Camille Renshaw: It’s going to start in Q2. I don’t think it will be an avalanche in Q2, but the writing is on the wall for certain tenants. Real Capital Analytics has over 1,400 single-tenant assets on the watchlist, which gives you an idea that someone has missed a payment, or something is wrong.
WMRE: Will your new division be focused on single-tenant assets broadly, or are you focused on one particular property type?
Camille Renshaw: B+E focuses on all single-tenant assets. Probably half of what we do is industrial, 20 to 25 percent office and 20 to 30 percent retail. Most of the distress that we are seeing is in that retail category, some office and very little industrial.
WMRE: Who is your client focus? Special servicers and lenders, or are you working with investors looking to backfill empty properties?
Camille Renshaw: We are happy to help anyone at any stage in the full life cycle or ecosystem of single-tenant assets. Tim Taylor who has joined us to head this division was head of special situations at Ten-X when I was there as head of sales. Special servicers were the bulk of his clients. He is taking that specialty and combining it with ours in the single-tenant world.
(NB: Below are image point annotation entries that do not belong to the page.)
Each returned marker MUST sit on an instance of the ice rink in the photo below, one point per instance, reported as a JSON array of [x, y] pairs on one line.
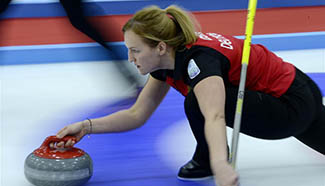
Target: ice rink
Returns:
[[37, 100]]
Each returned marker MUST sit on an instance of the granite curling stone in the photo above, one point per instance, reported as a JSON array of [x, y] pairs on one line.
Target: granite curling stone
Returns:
[[48, 166]]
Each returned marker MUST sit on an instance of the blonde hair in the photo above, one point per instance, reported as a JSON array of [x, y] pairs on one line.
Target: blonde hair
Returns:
[[172, 25]]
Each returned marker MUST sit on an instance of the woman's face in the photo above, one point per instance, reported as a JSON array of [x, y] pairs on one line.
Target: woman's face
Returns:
[[144, 57]]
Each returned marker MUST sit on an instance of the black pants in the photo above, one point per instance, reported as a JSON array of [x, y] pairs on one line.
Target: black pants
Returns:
[[299, 113]]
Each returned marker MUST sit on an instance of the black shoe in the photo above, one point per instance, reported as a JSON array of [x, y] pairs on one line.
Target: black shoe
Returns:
[[192, 171]]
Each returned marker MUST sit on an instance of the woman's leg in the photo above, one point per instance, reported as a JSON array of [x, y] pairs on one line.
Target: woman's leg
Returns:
[[314, 136]]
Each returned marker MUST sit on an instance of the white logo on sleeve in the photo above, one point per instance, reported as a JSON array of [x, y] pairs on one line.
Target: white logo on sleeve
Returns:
[[192, 69]]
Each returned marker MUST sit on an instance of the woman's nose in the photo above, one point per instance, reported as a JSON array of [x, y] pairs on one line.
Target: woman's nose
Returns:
[[131, 59]]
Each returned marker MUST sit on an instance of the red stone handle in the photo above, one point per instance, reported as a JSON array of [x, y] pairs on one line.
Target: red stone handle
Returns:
[[45, 151], [52, 139]]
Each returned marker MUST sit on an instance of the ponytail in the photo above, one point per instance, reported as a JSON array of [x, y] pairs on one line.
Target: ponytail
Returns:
[[174, 26]]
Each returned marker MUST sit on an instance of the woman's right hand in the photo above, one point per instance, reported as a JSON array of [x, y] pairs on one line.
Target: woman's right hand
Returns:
[[78, 130]]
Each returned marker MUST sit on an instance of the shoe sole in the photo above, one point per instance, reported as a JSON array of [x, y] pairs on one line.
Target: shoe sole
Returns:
[[195, 179]]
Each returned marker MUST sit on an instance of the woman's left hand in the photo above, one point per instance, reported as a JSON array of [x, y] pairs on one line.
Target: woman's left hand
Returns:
[[225, 175]]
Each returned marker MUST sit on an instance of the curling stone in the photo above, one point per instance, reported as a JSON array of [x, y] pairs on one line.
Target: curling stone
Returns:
[[48, 166]]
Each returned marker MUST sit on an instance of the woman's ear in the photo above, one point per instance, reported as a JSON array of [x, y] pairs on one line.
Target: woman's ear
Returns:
[[162, 48]]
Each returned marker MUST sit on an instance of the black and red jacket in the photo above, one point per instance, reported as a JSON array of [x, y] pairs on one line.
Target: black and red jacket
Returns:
[[215, 54]]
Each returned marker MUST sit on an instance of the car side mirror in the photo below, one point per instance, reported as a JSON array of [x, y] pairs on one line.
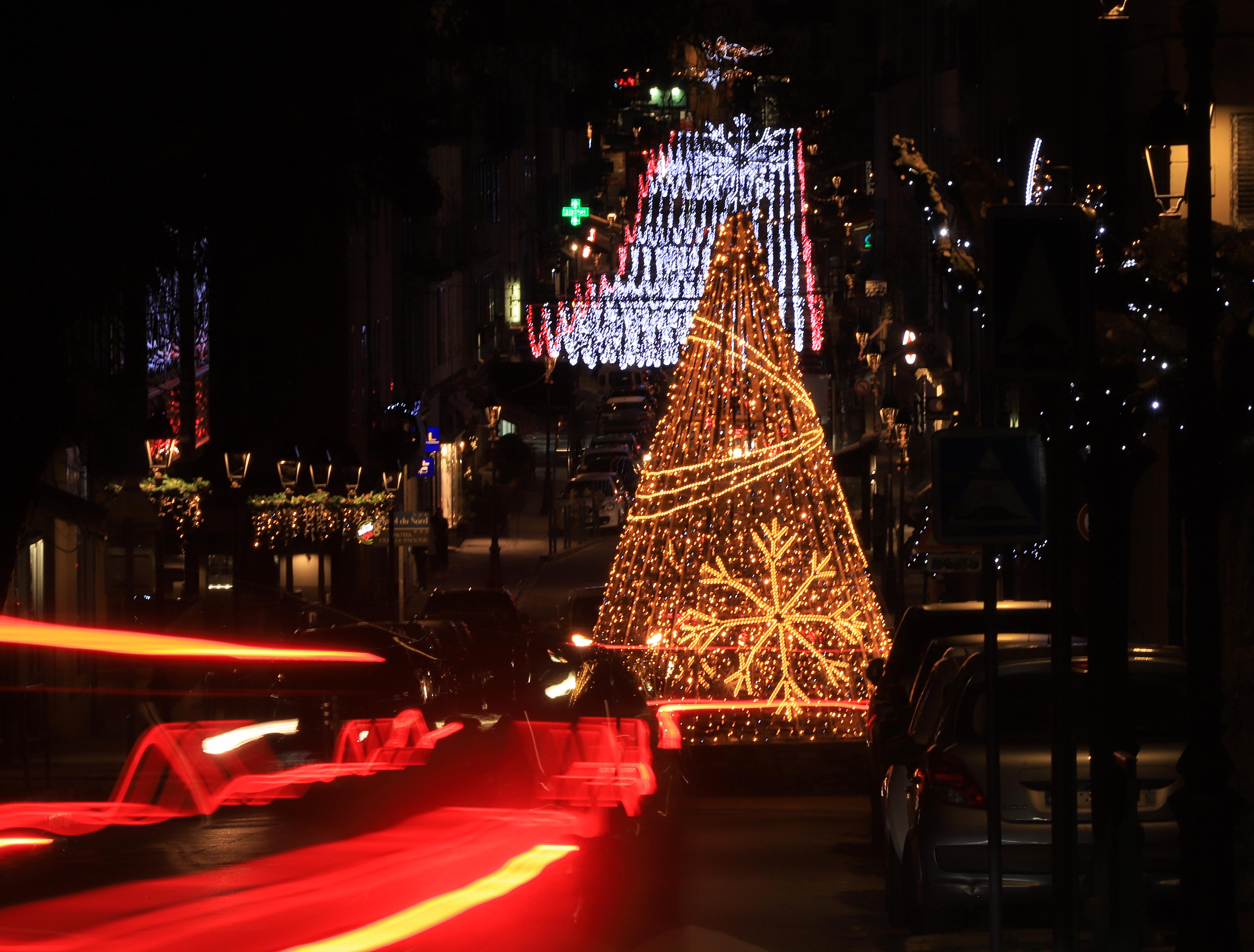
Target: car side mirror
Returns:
[[876, 670], [900, 749]]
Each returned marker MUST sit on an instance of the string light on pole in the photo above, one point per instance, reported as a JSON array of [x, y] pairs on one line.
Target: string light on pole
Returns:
[[642, 315]]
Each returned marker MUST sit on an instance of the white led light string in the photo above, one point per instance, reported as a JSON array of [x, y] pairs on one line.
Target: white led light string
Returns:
[[642, 317]]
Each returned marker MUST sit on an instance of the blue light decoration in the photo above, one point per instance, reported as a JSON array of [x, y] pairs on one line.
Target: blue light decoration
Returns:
[[641, 315]]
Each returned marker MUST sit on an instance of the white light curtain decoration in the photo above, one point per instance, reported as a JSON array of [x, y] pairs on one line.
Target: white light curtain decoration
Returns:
[[641, 317]]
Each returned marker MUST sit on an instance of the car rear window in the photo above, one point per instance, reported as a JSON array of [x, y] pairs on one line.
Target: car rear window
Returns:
[[920, 629], [1155, 705], [495, 606]]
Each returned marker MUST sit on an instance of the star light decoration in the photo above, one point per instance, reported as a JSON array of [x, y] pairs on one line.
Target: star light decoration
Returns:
[[739, 572], [642, 317], [773, 623], [724, 62]]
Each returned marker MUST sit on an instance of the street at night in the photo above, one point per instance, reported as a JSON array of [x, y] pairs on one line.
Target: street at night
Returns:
[[725, 477]]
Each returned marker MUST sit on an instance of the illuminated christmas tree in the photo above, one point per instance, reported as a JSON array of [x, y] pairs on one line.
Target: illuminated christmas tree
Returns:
[[739, 574], [641, 315]]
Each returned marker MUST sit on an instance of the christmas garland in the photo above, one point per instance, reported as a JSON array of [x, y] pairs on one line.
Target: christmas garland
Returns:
[[316, 517], [179, 500]]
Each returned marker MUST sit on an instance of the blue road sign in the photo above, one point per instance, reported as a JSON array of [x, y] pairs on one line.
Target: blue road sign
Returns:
[[989, 486]]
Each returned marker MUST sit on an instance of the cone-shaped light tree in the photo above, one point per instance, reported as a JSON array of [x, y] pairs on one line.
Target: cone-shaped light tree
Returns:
[[739, 572]]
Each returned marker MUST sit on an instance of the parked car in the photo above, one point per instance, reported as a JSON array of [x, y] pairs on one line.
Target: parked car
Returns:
[[641, 432], [580, 615], [903, 670], [611, 461], [488, 613], [942, 660], [605, 488], [619, 441], [945, 871], [630, 402]]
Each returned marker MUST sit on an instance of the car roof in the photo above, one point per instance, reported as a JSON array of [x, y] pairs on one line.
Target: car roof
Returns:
[[1040, 654], [1002, 606]]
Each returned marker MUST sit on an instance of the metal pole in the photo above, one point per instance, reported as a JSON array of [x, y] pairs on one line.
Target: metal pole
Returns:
[[1206, 807], [992, 753], [495, 550], [547, 499], [1063, 756]]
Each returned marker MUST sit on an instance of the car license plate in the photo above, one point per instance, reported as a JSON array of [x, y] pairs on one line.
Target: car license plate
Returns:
[[1085, 798]]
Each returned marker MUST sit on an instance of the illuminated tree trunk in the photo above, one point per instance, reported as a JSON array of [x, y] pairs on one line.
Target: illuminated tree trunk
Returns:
[[739, 574]]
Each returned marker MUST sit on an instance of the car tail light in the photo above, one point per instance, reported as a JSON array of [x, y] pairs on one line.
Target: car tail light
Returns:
[[949, 781]]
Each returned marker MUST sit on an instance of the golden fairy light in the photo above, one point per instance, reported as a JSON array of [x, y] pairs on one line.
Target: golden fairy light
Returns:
[[739, 574]]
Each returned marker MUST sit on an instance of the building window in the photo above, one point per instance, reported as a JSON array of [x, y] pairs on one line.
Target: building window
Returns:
[[36, 579], [1243, 171], [528, 175], [488, 186], [441, 345]]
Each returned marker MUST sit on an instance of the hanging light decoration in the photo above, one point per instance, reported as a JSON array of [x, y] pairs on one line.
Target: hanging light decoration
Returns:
[[641, 317]]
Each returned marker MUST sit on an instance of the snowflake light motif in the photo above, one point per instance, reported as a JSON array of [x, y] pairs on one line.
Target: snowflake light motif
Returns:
[[784, 626]]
Typically, when you are with one of the large national or international brokerages, the single-tenant team stays focused on stabilized assets and they kind of ignore the ones that break. A different brokerage division handles any type of asset in distress all in a bundle. That is not what B+E is doing. By marrying our team’s past experience selling non-performing assets with B+E’s single-tenant net lease relationships, data and insights, we can offer the best advisory and brokerage service for these assets.
WMRE: A lot of people are looking at 2021 as possibly a light at the end of the tunnel. Although there is always some churn in distressed assets, do you think this division has legs?
Camille Renshaw: I think it will be cyclical. Normally, special servicers get very active during down cycles. So, we will be more active in this division as product flushes out. A pretty deep bench of distressed assets is coming forward, and it could take a few years to flush it through. Special servicers are never bored, and it never goes completely quiet. So, we definitely want to help through the frenetic part of the cycle. I will welcome the point where the distress is flushed through system, but I do think it is going to take a little while.
It also is a case of the have and have nots. We have a lot of tenants who are doing great if you’re a 7-Eleven or a grocery or a pharmacy. But gyms, casual dining, movie theaters, urban office buildings, and other non-essential retailers are suffering. Many real estate properties will go back to lenders as a result, and we want to help these owners and lenders.